D’un sourire qui leur donnait congé, elle salua Aldo et Marie-Angéline avant de tendre la main à Adalbert pour qu’il la guide et de faire signe aux porteurs de torches de les éclairer.

Les deux autres les regardèrent s’éloigner en direction du fleuve.

— Eh bien, je crois qu’il est temps d’aller rassurer Tante Amélie, conclut Aldo.

— Attendez une minute !

Marie-Angéline s’agenouilla près du cadavre qui était tombé face contre terre. Elle sortit de sa poche le couteau suisse dont elle ne se séparait pratiquement jamais, coupa le ruban pourpre qui apparaissait sur la nuque et récupéra la croix d’orichalque, sous l’œil vaguement choqué d’Aldo.

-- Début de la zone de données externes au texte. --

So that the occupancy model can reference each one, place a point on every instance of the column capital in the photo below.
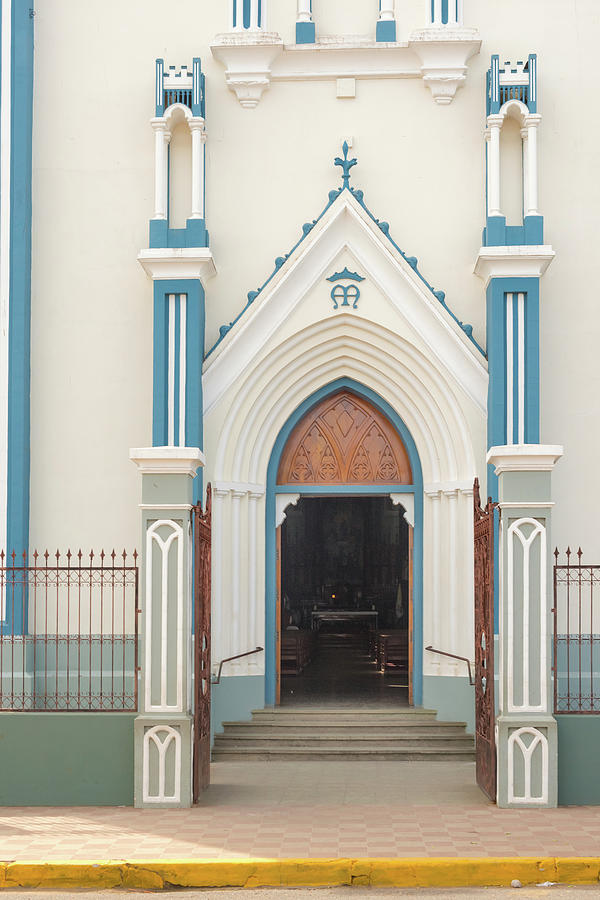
(524, 457)
(532, 120)
(167, 460)
(495, 120)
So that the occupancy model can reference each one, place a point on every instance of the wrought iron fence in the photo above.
(68, 632)
(576, 657)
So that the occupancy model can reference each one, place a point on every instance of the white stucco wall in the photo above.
(269, 170)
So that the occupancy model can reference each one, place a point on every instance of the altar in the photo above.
(319, 616)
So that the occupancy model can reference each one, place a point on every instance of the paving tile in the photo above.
(252, 809)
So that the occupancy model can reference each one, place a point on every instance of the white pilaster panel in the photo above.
(517, 745)
(518, 662)
(157, 679)
(165, 740)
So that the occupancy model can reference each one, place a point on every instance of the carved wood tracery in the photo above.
(344, 440)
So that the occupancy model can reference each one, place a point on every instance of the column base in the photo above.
(385, 31)
(163, 762)
(527, 748)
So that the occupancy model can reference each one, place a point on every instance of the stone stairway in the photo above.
(294, 733)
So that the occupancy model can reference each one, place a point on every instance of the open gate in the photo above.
(485, 738)
(202, 553)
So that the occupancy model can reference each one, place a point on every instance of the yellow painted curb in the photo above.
(249, 873)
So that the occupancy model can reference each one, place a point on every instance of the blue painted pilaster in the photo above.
(190, 366)
(20, 277)
(500, 431)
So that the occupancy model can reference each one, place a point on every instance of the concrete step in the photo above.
(346, 728)
(355, 733)
(349, 753)
(319, 743)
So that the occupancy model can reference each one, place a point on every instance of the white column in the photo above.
(493, 139)
(531, 200)
(435, 497)
(236, 569)
(198, 140)
(254, 26)
(386, 10)
(453, 610)
(252, 573)
(525, 157)
(304, 11)
(161, 167)
(217, 639)
(238, 6)
(452, 17)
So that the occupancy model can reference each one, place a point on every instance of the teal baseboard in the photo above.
(578, 744)
(66, 759)
(234, 699)
(452, 697)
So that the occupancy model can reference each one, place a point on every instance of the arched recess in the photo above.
(383, 411)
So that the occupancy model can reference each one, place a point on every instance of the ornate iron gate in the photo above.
(202, 556)
(485, 742)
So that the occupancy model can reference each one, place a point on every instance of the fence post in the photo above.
(526, 730)
(163, 729)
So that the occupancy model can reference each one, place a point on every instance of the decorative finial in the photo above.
(346, 164)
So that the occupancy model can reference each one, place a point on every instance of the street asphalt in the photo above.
(557, 892)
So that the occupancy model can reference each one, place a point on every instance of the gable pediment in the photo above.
(316, 281)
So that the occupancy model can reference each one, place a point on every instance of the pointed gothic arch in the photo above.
(344, 439)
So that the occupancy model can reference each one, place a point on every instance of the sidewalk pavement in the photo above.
(306, 823)
(309, 809)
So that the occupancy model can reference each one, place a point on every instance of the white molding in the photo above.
(162, 747)
(444, 53)
(167, 460)
(435, 487)
(5, 225)
(253, 60)
(520, 261)
(282, 501)
(174, 506)
(407, 502)
(524, 458)
(527, 754)
(243, 486)
(522, 504)
(172, 263)
(248, 57)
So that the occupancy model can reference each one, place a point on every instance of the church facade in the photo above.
(283, 254)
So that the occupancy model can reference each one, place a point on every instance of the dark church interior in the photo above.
(344, 601)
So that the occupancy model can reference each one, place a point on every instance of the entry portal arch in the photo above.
(343, 439)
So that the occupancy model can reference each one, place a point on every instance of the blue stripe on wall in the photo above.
(176, 368)
(515, 422)
(20, 279)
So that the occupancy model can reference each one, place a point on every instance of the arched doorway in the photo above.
(344, 524)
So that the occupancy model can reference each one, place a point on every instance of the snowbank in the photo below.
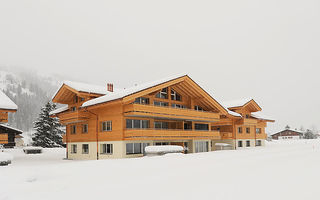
(163, 149)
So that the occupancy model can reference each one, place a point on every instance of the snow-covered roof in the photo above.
(128, 91)
(236, 103)
(6, 103)
(261, 116)
(59, 110)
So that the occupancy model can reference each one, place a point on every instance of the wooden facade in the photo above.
(176, 111)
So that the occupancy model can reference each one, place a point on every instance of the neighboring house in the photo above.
(244, 126)
(7, 133)
(287, 135)
(103, 122)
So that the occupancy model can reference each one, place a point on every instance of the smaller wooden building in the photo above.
(287, 135)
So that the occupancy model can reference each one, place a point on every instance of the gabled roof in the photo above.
(152, 86)
(6, 103)
(241, 103)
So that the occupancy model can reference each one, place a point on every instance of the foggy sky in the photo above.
(267, 50)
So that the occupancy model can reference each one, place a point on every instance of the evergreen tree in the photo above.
(48, 130)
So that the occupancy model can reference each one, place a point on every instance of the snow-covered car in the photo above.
(5, 159)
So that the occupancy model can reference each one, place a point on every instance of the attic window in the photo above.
(175, 96)
(163, 94)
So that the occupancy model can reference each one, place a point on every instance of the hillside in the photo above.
(29, 91)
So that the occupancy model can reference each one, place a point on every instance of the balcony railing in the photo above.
(169, 112)
(3, 138)
(166, 134)
(73, 117)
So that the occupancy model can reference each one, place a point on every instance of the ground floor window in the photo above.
(201, 146)
(136, 148)
(106, 149)
(73, 148)
(85, 148)
(258, 143)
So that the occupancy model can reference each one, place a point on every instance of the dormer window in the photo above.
(175, 96)
(163, 94)
(142, 100)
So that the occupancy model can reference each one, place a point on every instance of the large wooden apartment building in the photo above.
(104, 122)
(7, 133)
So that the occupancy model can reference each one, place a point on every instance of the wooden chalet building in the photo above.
(287, 134)
(7, 133)
(103, 122)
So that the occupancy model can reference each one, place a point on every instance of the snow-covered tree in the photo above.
(48, 130)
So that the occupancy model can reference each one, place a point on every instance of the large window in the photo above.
(85, 148)
(106, 126)
(136, 148)
(142, 100)
(137, 123)
(106, 148)
(84, 128)
(177, 106)
(161, 125)
(73, 148)
(175, 96)
(203, 127)
(201, 146)
(160, 103)
(73, 129)
(163, 94)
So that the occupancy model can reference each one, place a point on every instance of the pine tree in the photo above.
(48, 130)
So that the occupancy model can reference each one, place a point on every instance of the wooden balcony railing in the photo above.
(73, 117)
(3, 138)
(169, 112)
(169, 134)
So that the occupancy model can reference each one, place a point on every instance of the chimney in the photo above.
(110, 87)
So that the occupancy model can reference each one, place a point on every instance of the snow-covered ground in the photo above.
(281, 170)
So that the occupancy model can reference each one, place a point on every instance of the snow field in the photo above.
(281, 170)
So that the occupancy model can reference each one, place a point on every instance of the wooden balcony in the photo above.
(169, 134)
(169, 112)
(3, 138)
(226, 135)
(73, 117)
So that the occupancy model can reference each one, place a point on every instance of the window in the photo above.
(204, 127)
(85, 148)
(137, 123)
(161, 125)
(160, 103)
(247, 130)
(175, 96)
(73, 148)
(73, 129)
(136, 148)
(258, 143)
(163, 94)
(199, 108)
(106, 148)
(142, 100)
(258, 130)
(201, 146)
(107, 126)
(84, 128)
(177, 106)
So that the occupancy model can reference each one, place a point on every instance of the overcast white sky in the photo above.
(267, 50)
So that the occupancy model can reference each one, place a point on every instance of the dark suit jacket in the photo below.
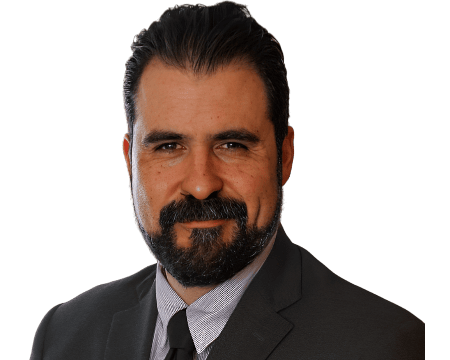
(295, 308)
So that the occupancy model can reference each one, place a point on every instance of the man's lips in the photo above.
(203, 224)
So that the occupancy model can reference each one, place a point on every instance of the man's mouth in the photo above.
(204, 224)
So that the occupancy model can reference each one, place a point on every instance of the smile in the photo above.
(204, 224)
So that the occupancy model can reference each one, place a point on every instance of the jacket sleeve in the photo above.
(37, 351)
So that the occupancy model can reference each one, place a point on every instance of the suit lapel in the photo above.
(131, 332)
(255, 328)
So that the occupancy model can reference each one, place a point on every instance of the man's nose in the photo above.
(202, 178)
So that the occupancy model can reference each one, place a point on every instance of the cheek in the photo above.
(151, 192)
(258, 188)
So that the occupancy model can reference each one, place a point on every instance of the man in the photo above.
(208, 150)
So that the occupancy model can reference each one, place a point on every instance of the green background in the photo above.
(368, 195)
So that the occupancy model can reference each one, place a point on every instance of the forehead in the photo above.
(169, 98)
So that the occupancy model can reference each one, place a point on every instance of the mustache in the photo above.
(192, 209)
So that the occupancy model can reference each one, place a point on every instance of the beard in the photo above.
(209, 260)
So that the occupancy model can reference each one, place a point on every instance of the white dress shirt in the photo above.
(208, 315)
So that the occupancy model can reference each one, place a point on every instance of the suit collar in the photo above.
(131, 332)
(255, 328)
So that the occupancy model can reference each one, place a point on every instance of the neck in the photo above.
(190, 294)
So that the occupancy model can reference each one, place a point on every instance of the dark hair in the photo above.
(202, 37)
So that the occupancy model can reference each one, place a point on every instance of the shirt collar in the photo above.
(208, 315)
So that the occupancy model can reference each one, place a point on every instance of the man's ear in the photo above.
(288, 154)
(126, 147)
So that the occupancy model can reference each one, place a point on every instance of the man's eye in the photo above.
(167, 147)
(234, 146)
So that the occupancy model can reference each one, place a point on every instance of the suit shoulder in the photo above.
(112, 295)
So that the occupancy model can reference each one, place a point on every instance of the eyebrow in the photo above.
(237, 134)
(157, 136)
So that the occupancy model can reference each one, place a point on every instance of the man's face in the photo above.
(204, 170)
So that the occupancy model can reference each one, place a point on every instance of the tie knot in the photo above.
(179, 334)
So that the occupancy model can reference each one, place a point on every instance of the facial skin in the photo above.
(191, 141)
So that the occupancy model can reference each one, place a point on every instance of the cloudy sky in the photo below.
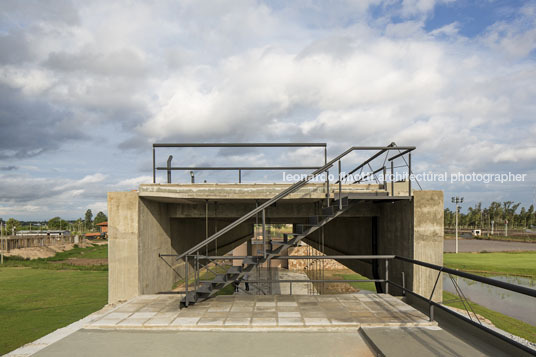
(87, 86)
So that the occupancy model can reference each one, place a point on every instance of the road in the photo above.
(477, 245)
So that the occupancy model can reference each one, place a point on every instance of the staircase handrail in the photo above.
(281, 195)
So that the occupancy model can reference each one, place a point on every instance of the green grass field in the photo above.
(39, 296)
(35, 302)
(504, 322)
(504, 263)
(59, 261)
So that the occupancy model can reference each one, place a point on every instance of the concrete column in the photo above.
(123, 267)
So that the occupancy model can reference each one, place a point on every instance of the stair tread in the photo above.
(208, 289)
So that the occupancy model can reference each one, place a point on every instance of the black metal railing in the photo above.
(196, 259)
(291, 189)
(168, 168)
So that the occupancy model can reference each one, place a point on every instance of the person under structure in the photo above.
(236, 283)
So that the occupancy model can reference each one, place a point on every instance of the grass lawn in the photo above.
(504, 263)
(39, 296)
(56, 262)
(517, 238)
(504, 322)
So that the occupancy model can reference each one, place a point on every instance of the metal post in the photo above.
(384, 178)
(327, 175)
(403, 284)
(154, 167)
(169, 167)
(392, 178)
(264, 233)
(386, 276)
(206, 223)
(186, 278)
(457, 227)
(409, 174)
(340, 187)
(197, 270)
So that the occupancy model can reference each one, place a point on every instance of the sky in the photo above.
(86, 87)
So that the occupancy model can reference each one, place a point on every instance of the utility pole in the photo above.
(458, 201)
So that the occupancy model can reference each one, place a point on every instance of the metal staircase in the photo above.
(236, 273)
(337, 202)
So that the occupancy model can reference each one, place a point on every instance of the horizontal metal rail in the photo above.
(285, 193)
(234, 168)
(407, 151)
(236, 145)
(168, 168)
(291, 257)
(468, 320)
(309, 281)
(482, 279)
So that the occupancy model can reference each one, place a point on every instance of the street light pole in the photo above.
(458, 201)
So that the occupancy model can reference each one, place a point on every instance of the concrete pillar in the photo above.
(123, 267)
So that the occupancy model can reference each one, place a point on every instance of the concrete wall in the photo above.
(428, 241)
(123, 267)
(346, 236)
(154, 237)
(141, 228)
(414, 229)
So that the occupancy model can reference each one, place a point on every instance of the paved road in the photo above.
(477, 245)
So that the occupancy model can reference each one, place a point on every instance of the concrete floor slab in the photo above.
(85, 343)
(264, 311)
(416, 341)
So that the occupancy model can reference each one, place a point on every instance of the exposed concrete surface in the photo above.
(427, 241)
(270, 312)
(186, 192)
(478, 245)
(417, 341)
(123, 248)
(222, 343)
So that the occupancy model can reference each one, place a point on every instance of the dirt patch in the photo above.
(43, 252)
(83, 261)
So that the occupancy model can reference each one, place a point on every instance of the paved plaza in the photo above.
(263, 311)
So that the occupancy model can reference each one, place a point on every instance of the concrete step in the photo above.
(416, 341)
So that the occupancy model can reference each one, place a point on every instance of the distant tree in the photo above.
(12, 222)
(89, 218)
(100, 217)
(56, 223)
(530, 216)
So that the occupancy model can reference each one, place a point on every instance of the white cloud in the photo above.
(133, 183)
(246, 71)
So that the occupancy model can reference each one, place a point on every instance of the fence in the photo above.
(14, 242)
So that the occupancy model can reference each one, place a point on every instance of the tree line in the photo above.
(56, 223)
(499, 212)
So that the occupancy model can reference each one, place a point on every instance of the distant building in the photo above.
(103, 227)
(52, 233)
(102, 233)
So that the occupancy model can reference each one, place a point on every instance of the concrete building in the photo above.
(171, 218)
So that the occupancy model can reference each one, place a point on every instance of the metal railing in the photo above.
(291, 189)
(431, 304)
(168, 168)
(387, 282)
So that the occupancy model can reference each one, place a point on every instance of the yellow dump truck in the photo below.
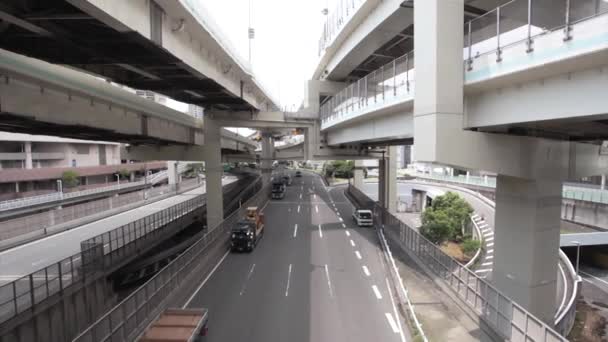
(247, 232)
(178, 325)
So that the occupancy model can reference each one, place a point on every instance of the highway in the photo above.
(314, 276)
(28, 258)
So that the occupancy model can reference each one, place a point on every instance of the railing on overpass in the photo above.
(335, 21)
(504, 316)
(127, 320)
(510, 25)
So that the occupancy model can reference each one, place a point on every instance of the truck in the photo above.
(246, 234)
(178, 325)
(278, 189)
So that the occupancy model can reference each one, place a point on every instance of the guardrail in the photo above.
(511, 24)
(335, 21)
(505, 317)
(127, 320)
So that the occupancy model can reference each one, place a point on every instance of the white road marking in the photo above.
(247, 280)
(391, 322)
(390, 295)
(205, 280)
(288, 280)
(594, 277)
(331, 294)
(377, 292)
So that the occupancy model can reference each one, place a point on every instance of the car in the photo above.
(363, 217)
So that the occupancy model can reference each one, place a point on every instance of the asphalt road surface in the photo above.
(31, 257)
(314, 276)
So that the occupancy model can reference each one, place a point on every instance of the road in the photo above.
(313, 277)
(31, 257)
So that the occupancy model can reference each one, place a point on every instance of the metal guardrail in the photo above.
(127, 320)
(509, 25)
(335, 21)
(505, 317)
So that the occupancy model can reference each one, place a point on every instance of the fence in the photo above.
(26, 292)
(512, 24)
(505, 317)
(130, 317)
(334, 21)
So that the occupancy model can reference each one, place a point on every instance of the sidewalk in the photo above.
(439, 314)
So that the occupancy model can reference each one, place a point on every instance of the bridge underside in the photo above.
(52, 30)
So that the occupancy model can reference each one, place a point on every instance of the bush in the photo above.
(444, 219)
(470, 246)
(70, 179)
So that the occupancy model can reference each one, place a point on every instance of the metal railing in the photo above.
(514, 23)
(127, 320)
(391, 81)
(335, 21)
(25, 292)
(505, 317)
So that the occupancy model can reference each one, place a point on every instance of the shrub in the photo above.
(70, 179)
(444, 219)
(470, 246)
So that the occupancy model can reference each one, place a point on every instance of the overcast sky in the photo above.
(284, 51)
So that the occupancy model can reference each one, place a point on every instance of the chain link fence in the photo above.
(509, 320)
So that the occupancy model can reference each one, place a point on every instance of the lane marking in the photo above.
(377, 292)
(205, 280)
(247, 280)
(288, 281)
(391, 322)
(331, 294)
(594, 277)
(390, 294)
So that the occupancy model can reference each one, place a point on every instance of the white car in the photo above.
(363, 217)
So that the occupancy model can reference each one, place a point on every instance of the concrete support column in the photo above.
(358, 174)
(387, 171)
(214, 171)
(267, 153)
(27, 148)
(527, 234)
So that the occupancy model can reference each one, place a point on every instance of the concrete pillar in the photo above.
(27, 148)
(387, 183)
(358, 174)
(214, 171)
(267, 153)
(526, 242)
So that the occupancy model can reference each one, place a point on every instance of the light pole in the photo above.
(578, 254)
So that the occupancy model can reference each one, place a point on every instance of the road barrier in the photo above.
(507, 319)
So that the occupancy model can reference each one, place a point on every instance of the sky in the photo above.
(284, 51)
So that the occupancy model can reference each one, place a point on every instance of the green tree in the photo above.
(70, 179)
(444, 219)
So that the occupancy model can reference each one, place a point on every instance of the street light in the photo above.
(578, 254)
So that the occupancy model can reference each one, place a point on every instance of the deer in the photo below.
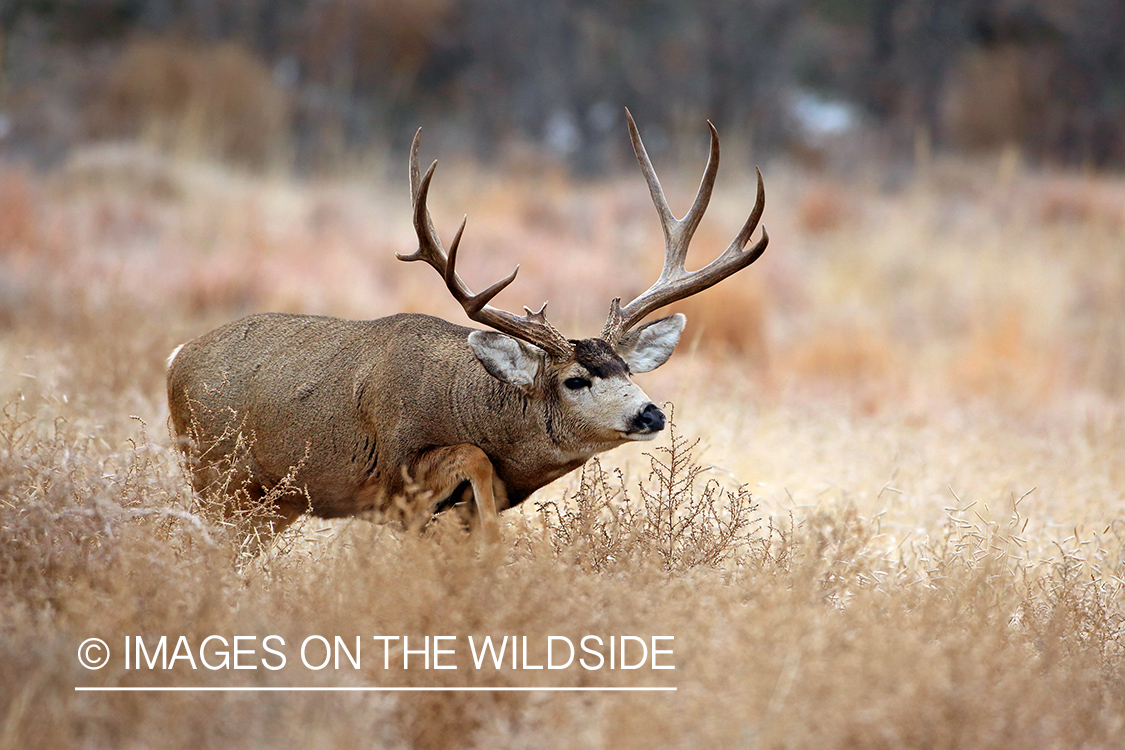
(341, 417)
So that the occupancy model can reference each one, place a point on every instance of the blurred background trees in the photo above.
(315, 82)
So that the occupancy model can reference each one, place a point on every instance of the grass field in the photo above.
(892, 514)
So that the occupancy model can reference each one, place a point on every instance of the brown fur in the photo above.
(351, 404)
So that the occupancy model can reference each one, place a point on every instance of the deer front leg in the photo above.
(441, 470)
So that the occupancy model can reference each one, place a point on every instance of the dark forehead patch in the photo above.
(599, 358)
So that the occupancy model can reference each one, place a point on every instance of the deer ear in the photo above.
(650, 345)
(507, 359)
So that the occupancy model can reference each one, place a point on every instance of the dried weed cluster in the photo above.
(846, 596)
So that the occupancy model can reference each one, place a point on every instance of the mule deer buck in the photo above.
(340, 417)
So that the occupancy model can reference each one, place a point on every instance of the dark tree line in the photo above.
(1045, 74)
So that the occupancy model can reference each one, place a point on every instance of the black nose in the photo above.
(650, 419)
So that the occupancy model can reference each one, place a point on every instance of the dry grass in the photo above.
(901, 524)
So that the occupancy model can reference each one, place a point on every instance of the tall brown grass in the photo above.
(901, 526)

— Vous comptez la restituer au British Museum ?

— Vous voulez rire ? Je suis persuadée qu’on pourra en faire un meilleur usage… Et ne prenez pas cet air pudibond qui ne vous sied pas ! Il l’avait fait voler, non ? Et vous ne savez pas à quel prix !

— Vous me surprendrez toujours, ma chère ! Voici néanmoins un avatar que je ne vous connaissais pas : détrousseur de cadavres !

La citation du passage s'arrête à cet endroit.